The near-future setting in “Moon” doesn’t seem too far off from the many possible realities that await us in the next couple of years. There’s an energy crisis plaguing Earth and a multinational named Lunar Industries has managed to spearhead a mission that succeeds in finding an alternative. The isotope, Helium 3, can be found in abundance in the moon’s lunar rocks and the combination of an automated enclosure and a one-man mission that lasts 3 years makes smooth extraction of the fuel possible. This man in question is Sam, who edges closer to the completion of his tenure and is motivated by the memories of life back on Earth. However, after a harvesting procedure goes wrong, Sam is forced into questioning the very fabric of his existence.

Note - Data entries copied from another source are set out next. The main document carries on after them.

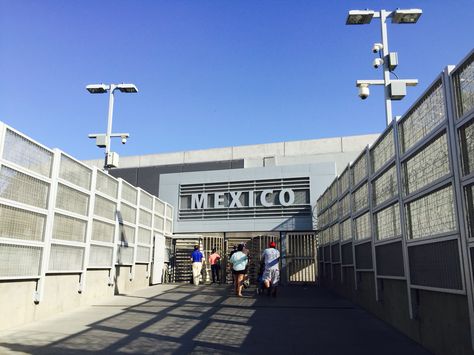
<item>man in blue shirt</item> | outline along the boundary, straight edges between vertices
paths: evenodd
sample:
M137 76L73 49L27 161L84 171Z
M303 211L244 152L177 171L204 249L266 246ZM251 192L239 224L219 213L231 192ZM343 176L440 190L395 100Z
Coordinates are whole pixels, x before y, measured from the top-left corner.
M199 279L201 278L203 255L199 251L199 245L194 246L194 251L191 254L191 262L193 263L193 283L199 285Z

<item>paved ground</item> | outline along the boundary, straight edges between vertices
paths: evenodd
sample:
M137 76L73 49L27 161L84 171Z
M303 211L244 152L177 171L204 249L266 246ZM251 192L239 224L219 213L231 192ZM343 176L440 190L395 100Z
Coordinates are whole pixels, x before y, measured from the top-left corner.
M0 333L0 354L429 354L316 287L163 285Z

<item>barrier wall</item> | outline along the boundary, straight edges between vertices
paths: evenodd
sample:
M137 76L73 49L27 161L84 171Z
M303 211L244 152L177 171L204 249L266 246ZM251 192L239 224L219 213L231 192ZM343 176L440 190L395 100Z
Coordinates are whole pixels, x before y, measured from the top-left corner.
M171 205L0 122L0 329L146 287L172 231Z
M323 286L438 354L474 339L474 52L317 202Z

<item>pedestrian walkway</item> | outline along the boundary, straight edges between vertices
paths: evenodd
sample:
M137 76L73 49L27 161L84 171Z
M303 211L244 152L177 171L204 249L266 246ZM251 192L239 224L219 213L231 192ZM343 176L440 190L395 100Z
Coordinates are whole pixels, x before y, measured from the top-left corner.
M0 333L0 354L429 354L325 289L159 285Z

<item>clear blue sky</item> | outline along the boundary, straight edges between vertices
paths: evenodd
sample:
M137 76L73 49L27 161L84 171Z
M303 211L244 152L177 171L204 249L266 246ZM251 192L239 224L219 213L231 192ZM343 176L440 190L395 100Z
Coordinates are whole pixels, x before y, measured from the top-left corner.
M79 159L102 157L87 135L106 129L107 96L90 83L135 83L116 94L122 156L381 132L381 88L365 101L378 20L346 26L349 9L423 9L389 24L403 114L447 64L472 48L472 0L0 1L0 120Z

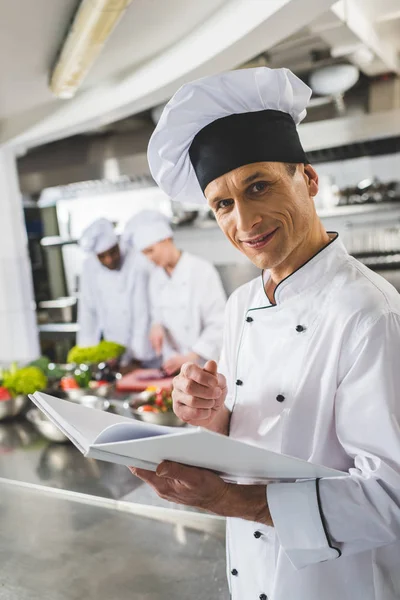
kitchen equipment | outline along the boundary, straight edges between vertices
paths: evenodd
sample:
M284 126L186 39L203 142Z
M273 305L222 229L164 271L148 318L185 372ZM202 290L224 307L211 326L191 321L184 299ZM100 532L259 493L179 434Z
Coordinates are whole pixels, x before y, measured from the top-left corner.
M68 400L72 402L78 402L83 396L87 396L92 393L90 388L71 388L70 390L63 390Z
M15 396L15 398L11 398L10 400L1 400L0 421L19 415L28 405L28 402L28 396L23 396L22 394Z
M124 375L116 382L117 392L142 392L150 386L164 389L172 388L173 377L154 380L147 379L146 375L149 371L153 371L153 369L138 369L137 371L128 373L128 375Z
M38 432L51 442L63 443L67 442L68 438L53 425L51 421L38 409L31 408L27 413L26 418L30 421L38 430Z
M72 323L75 321L76 305L77 299L73 296L39 302L39 308L47 311L48 320L52 323Z
M81 396L76 402L77 404L83 404L83 406L88 406L89 408L95 408L97 410L108 410L110 408L110 402L104 398L99 398L98 396Z
M146 423L152 423L153 425L166 425L169 427L182 427L185 425L183 421L181 421L174 412L141 412L139 407L145 404L141 395L138 395L132 398L127 405L135 417L135 419L139 419L140 421L145 421Z

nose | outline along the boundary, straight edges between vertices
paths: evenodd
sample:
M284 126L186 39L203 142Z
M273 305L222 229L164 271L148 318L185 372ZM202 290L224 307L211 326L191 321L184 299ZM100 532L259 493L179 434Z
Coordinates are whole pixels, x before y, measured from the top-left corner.
M261 223L261 216L253 206L244 201L236 202L236 229L240 234L251 234L253 228Z

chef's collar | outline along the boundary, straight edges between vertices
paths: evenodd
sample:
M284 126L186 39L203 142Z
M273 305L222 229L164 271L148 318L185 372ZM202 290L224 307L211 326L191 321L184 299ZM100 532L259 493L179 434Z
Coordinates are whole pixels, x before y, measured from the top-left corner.
M296 269L294 273L288 275L276 287L274 297L277 305L289 300L290 298L306 292L319 282L322 282L327 276L332 277L332 272L337 270L338 263L348 256L339 234L328 232L331 241L322 250L319 250L304 265ZM263 289L269 280L269 271L263 271L262 282ZM264 298L268 299L265 291Z

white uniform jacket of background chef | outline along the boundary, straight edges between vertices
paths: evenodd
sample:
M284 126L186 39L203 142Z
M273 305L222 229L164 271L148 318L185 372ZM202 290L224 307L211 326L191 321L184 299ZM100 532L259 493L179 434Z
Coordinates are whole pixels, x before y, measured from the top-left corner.
M232 599L398 599L400 296L336 238L275 300L260 277L228 302L230 435L349 475L270 484L274 528L228 520Z
M183 252L171 276L157 267L150 278L150 301L152 323L167 331L164 360L189 352L219 359L226 296L211 263Z
M104 339L126 346L129 357L154 357L149 342L148 261L130 250L121 269L104 267L96 255L85 260L80 278L78 304L80 346L92 346Z

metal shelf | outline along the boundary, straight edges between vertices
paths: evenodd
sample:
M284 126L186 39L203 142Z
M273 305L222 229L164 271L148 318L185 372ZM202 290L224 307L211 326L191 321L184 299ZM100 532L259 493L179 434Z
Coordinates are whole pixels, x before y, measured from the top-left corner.
M62 246L69 246L77 243L78 240L65 239L57 235L47 236L40 240L40 244L43 248L61 248Z

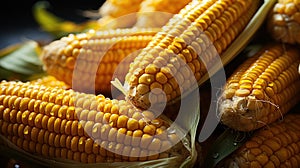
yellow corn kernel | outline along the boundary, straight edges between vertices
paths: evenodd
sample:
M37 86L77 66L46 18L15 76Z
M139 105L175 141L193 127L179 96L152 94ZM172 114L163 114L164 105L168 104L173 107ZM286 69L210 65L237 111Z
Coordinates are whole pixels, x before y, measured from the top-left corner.
M151 103L179 98L181 94L175 92L177 88L169 88L172 86L169 81L174 78L182 87L182 92L194 88L213 65L214 58L226 50L245 28L258 6L259 1L250 0L196 0L186 5L162 27L162 31L153 37L131 63L125 78L130 89L128 99L135 106L147 109L150 107L150 93L154 92L151 85L156 82L162 88L167 87L168 93L151 94L154 97L151 99L155 100ZM146 70L149 67L155 71ZM144 80L145 75L156 77L156 74L160 74L158 81ZM145 83L150 88L146 93L144 89L139 89L139 85Z
M161 144L180 149L177 135L166 130L167 121L124 100L30 82L2 81L0 88L0 133L27 152L87 163L172 155ZM69 101L58 101L61 97ZM125 159L120 148L128 154Z
M224 87L221 122L251 131L281 118L300 100L299 62L297 48L281 44L265 46L246 60Z
M48 74L74 90L108 94L113 75L123 81L130 57L157 31L131 28L70 34L45 46L41 58Z
M298 114L287 114L283 120L255 131L244 145L224 160L224 166L299 167L299 119Z
M300 1L278 1L267 19L269 34L284 43L300 43Z
M35 80L30 81L33 85L44 85L47 87L59 87L62 89L70 89L70 86L65 84L65 82L57 80L54 76L47 75Z
M106 0L99 8L101 18L98 19L101 29L132 27L136 21L136 13L143 0Z
M135 27L162 27L191 0L144 0Z

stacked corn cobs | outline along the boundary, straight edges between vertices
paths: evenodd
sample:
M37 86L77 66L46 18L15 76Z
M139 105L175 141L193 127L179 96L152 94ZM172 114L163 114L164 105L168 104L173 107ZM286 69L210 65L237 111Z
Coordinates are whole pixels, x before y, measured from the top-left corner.
M114 10L105 14L103 9L103 15L119 17L138 11L142 3L134 1L130 6L130 2L120 2L107 1L115 5ZM155 11L160 8L147 5L159 2L145 0L140 9ZM141 14L136 20L122 22L125 26L110 27L131 28L91 30L52 42L41 54L44 68L52 76L27 83L0 83L1 136L19 149L50 159L95 163L175 157L179 166L187 156L178 131L169 129L167 119L147 109L164 101L172 103L193 88L216 55L222 55L244 30L260 3L182 1L166 8L177 14L163 24L154 22L148 27L139 20L147 18ZM278 3L285 8L275 5L271 14L280 9L280 15L288 11L286 15L297 20L297 1ZM122 11L118 5L131 8ZM268 28L277 31L274 23L278 20L270 21ZM290 25L294 30L294 24L284 26ZM295 42L290 40L295 31L286 32L283 35L291 36L282 39ZM224 160L225 165L299 167L299 116L285 115L299 104L299 63L300 53L294 45L269 44L228 78L218 117L232 129L255 133ZM114 75L126 83L125 100L102 95L110 96ZM281 118L282 122L276 122Z
M274 5L266 30L278 43L269 42L228 78L220 120L254 133L220 167L300 167L299 5Z

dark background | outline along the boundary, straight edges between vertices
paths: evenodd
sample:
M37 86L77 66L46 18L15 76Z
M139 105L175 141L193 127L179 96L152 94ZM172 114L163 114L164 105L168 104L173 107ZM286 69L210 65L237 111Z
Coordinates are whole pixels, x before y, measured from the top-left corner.
M6 0L0 5L0 50L25 39L51 41L53 36L41 30L33 18L32 6L38 0ZM83 10L98 10L104 0L48 0L49 11L58 17L74 22L83 22L89 18L82 16ZM1 74L0 74L1 75ZM0 167L20 168L32 167L28 163L16 161L0 151Z
M89 18L82 15L84 10L98 10L104 0L47 0L50 4L48 11L56 16L74 21L83 22ZM50 41L54 37L41 30L33 18L32 6L38 0L6 0L0 5L0 50L18 43L25 39L37 41ZM1 74L0 74L1 75ZM18 165L20 168L32 167L28 163L15 160L7 156L5 151L0 151L0 167L13 168Z
M24 39L51 40L51 36L41 30L33 18L32 6L38 0L5 1L0 6L0 49ZM45 1L45 0L44 0ZM47 0L48 10L58 17L74 22L82 22L87 17L84 10L98 10L104 0Z

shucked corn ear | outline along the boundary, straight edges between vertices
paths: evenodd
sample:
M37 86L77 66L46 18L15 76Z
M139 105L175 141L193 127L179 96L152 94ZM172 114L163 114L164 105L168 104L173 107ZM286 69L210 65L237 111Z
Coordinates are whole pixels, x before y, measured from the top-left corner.
M59 87L62 89L70 89L65 82L57 80L54 76L46 75L41 78L30 81L33 85L44 85L46 87Z
M137 20L136 12L143 0L106 0L99 8L102 29L132 27Z
M189 3L130 65L125 78L128 99L146 109L152 103L175 100L193 88L192 80L197 85L206 68L244 29L259 3L258 0Z
M300 100L300 52L292 46L265 46L228 78L220 98L221 122L251 131L280 119Z
M171 157L179 140L126 101L13 81L0 83L0 133L27 152L89 163Z
M225 167L300 167L300 115L287 114L282 121L257 130L230 157Z
M120 17L129 13L137 12L143 0L106 0L99 8L101 16Z
M300 43L300 0L279 0L270 12L268 31L285 43Z
M162 27L191 0L107 0L99 9L102 29Z
M110 93L116 68L115 75L121 80L130 62L123 59L136 55L157 31L131 28L70 34L45 46L41 58L48 74L71 87L77 85L76 90Z
M162 27L192 0L144 0L135 27Z

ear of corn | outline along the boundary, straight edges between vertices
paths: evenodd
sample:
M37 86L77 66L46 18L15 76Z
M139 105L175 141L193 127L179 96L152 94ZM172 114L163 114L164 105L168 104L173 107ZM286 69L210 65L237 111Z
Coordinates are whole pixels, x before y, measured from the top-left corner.
M101 29L132 27L136 21L143 0L106 0L99 8Z
M120 17L129 13L137 12L143 0L106 0L99 8L101 16Z
M300 167L300 116L288 114L282 121L257 130L230 157L225 167Z
M191 0L107 0L100 8L101 29L162 27Z
M0 83L0 133L29 153L85 163L171 157L176 152L170 147L179 139L168 128L166 120L126 101L30 83Z
M157 31L131 28L70 34L43 48L44 69L78 91L110 93L116 68L115 75L123 81L130 62L124 58L134 57Z
M30 81L33 85L44 85L46 87L59 87L62 89L70 89L65 82L57 80L54 76L46 75L41 78Z
M246 60L228 78L220 99L221 122L251 131L282 117L300 100L300 52L272 44Z
M162 27L191 0L144 0L137 13L136 27Z
M268 31L284 43L300 43L300 1L280 0L270 12Z
M247 25L259 1L192 1L135 58L126 75L137 107L168 102L193 88ZM201 58L199 59L198 56ZM156 92L161 90L163 92ZM151 93L151 103L150 103Z

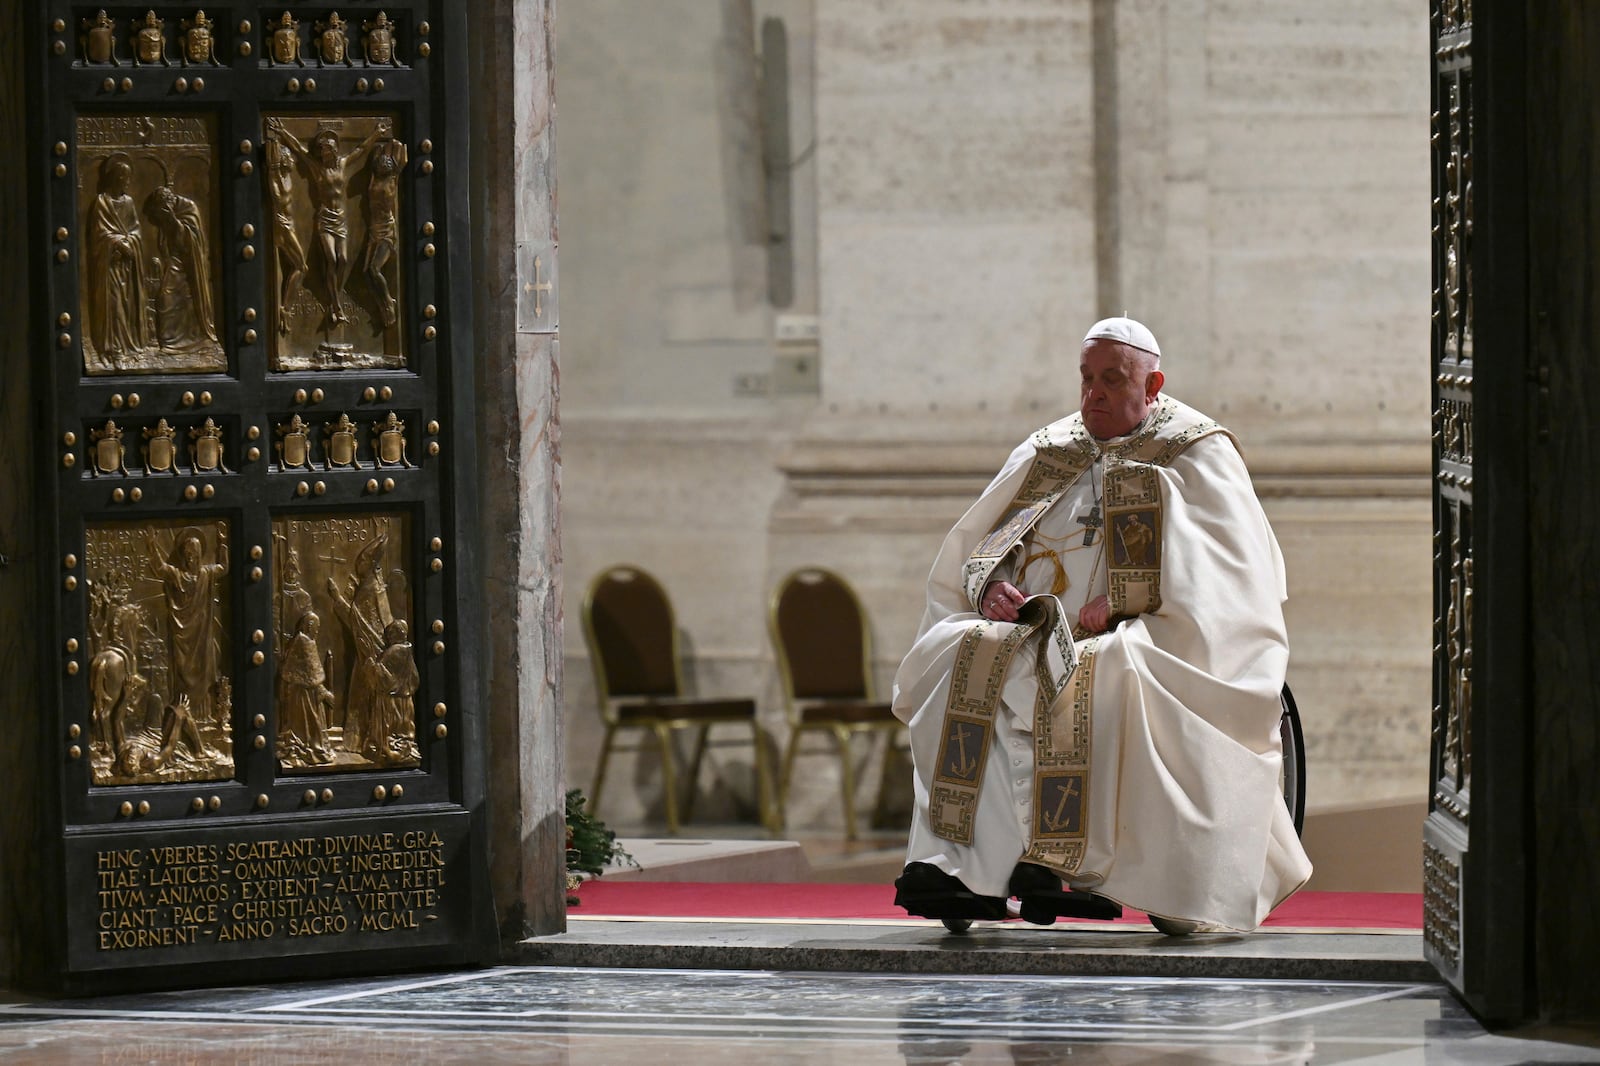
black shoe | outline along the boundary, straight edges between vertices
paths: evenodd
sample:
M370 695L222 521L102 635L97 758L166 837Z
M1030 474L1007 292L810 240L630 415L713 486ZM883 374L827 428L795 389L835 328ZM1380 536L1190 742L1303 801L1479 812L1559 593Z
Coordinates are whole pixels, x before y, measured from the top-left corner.
M1057 918L1111 921L1122 917L1120 903L1092 892L1067 891L1054 872L1031 862L1017 863L1008 887L1022 904L1022 920L1034 925L1053 925Z
M980 896L937 866L926 862L907 863L894 880L895 906L918 918L981 918L1001 921L1006 917L1006 901L999 896Z
M1017 868L1011 871L1011 884L1007 887L1018 899L1035 892L1054 895L1061 891L1061 878L1043 866L1019 862Z

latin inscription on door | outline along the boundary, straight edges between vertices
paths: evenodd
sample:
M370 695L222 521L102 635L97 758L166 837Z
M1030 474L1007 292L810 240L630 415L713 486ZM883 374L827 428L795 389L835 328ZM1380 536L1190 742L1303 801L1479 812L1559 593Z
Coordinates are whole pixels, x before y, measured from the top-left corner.
M71 951L107 966L151 952L247 955L263 942L314 953L459 935L467 816L414 812L403 827L367 821L179 830L160 842L74 840L68 863L84 887L73 901L80 918L68 930Z

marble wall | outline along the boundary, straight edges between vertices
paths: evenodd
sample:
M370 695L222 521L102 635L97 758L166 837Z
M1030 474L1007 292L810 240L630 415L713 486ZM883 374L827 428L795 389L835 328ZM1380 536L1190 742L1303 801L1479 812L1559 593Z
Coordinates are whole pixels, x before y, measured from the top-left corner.
M763 261L726 159L730 28L768 16L793 125L815 129L793 172L813 306L750 302ZM1401 0L563 8L568 780L588 786L598 749L577 619L600 568L654 571L700 690L758 696L781 741L764 599L833 566L886 691L945 530L1076 405L1083 330L1126 310L1174 394L1239 432L1283 543L1313 808L1421 796L1425 19ZM779 320L812 311L815 391L783 391ZM717 761L706 817L747 813L748 748ZM791 827L837 826L832 766L803 766ZM609 781L607 820L659 813L653 756Z

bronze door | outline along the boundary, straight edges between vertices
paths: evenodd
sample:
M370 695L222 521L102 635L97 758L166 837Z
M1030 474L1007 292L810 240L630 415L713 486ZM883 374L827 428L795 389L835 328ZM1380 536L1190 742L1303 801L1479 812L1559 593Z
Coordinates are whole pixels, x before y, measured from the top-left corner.
M460 6L39 6L65 975L484 958Z
M1433 7L1434 671L1424 953L1524 1017L1529 817L1524 14Z

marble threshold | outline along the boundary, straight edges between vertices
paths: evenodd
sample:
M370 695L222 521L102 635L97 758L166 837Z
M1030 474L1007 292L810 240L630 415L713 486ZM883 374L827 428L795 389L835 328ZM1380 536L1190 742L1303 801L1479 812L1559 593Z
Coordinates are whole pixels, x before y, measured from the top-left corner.
M1419 932L1257 930L1168 937L1098 923L979 922L962 935L920 919L775 920L569 916L520 942L537 966L854 973L1433 981Z

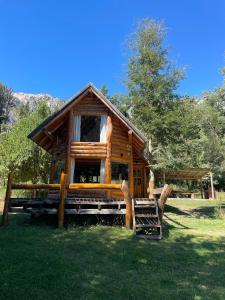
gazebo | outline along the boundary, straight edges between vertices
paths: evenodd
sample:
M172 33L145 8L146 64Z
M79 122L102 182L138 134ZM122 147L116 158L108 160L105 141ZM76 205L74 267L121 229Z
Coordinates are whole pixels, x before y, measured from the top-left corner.
M215 199L215 192L213 187L213 173L208 168L185 168L177 170L165 170L157 174L158 179L163 179L164 183L167 180L192 180L200 181L202 194L202 180L210 178L212 199Z

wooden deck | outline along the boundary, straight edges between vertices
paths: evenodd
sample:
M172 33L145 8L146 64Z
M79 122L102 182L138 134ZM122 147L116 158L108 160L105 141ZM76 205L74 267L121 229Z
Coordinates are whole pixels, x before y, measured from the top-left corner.
M125 225L140 237L161 239L164 204L171 187L155 189L160 199L132 199L126 181L122 184L67 184L62 172L60 184L13 184L8 177L2 225L8 224L8 212L20 211L33 216L56 215L62 228L66 215L125 216ZM46 198L13 198L12 189L48 190ZM123 199L110 198L108 191L121 190ZM83 192L81 192L83 191ZM100 192L100 193L99 193ZM91 195L91 196L88 196Z

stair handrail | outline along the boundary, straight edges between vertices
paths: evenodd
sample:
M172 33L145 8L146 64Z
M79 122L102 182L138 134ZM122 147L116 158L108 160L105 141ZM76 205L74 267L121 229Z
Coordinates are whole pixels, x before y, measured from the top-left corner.
M172 190L173 189L169 184L165 184L162 189L160 198L158 200L159 220L161 222L161 225L162 225L162 219L163 219L163 213L164 213L164 206L165 206L166 200L169 197Z

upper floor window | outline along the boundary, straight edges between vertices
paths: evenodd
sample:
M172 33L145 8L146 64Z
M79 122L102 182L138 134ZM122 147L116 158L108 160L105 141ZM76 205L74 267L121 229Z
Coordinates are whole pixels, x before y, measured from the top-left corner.
M100 142L100 116L81 116L80 142Z
M77 115L74 120L75 142L106 142L107 116Z

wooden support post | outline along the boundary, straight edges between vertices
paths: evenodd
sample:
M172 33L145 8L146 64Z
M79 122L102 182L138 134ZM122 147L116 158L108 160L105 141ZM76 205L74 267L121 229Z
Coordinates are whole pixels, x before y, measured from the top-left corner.
M3 209L3 215L2 215L2 225L8 225L9 223L9 217L8 217L8 210L9 210L9 201L12 193L12 175L8 175L8 181L7 181L7 188L5 193L5 202L4 202L4 209Z
M128 131L128 142L130 147L129 185L131 198L134 196L134 161L133 161L133 131Z
M144 166L143 167L143 172L144 172L144 179L143 179L143 186L144 186L144 198L148 197L148 194L147 194L147 179L146 179L146 167Z
M213 186L213 173L212 172L210 172L210 182L211 182L212 200L215 200L215 193L214 193L214 186Z
M67 155L66 155L66 174L67 180L70 180L70 172L71 172L71 142L73 138L73 127L74 127L74 117L73 117L73 109L69 111L69 120L67 127Z
M111 158L112 158L112 119L110 116L107 118L107 132L106 132L106 143L107 143L107 153L105 160L105 183L111 183ZM107 198L110 198L111 192L107 192Z
M133 216L132 216L132 198L130 195L128 184L123 180L121 185L121 191L124 195L124 201L126 203L126 227L132 229Z
M65 208L65 198L66 198L66 180L67 175L62 172L60 177L60 202L58 209L58 227L62 228L64 226L64 208Z
M149 199L154 199L154 189L155 189L155 175L150 169L150 178L149 178Z
M165 174L165 172L163 172L163 185L165 185L166 184L166 174Z
M204 193L202 188L202 179L200 179L200 190L201 190L201 198L204 199Z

Even before this revelation, Sam leads a rather lonely existence in the Sarang Station facility, his only companion being an A.I. named GERTY. While GERTY doesn’t have a structure that mimics human biology, they are sentient enough to quickly resolve hitches in the operation, which includes eliminating any threats that might expose the truth. The cross of total isolation that Sam bears makes him hyper-aware that he is a cog in the machine, but the hope of returning home sustains him through this dreary stretch of isolation.
Once this facade of normalcy shatters, Sam is left to look deep within himself and grapple with the true meaning of his existence. No one likes to feel utterly replaceable, even in an emotional sense; Sam has to contend with the fact that he is physically replaceable and is, in fact, not the “original” Sam, but actually a copy of a copy of a copy manufactured to retain real human memories, dreams, and desires.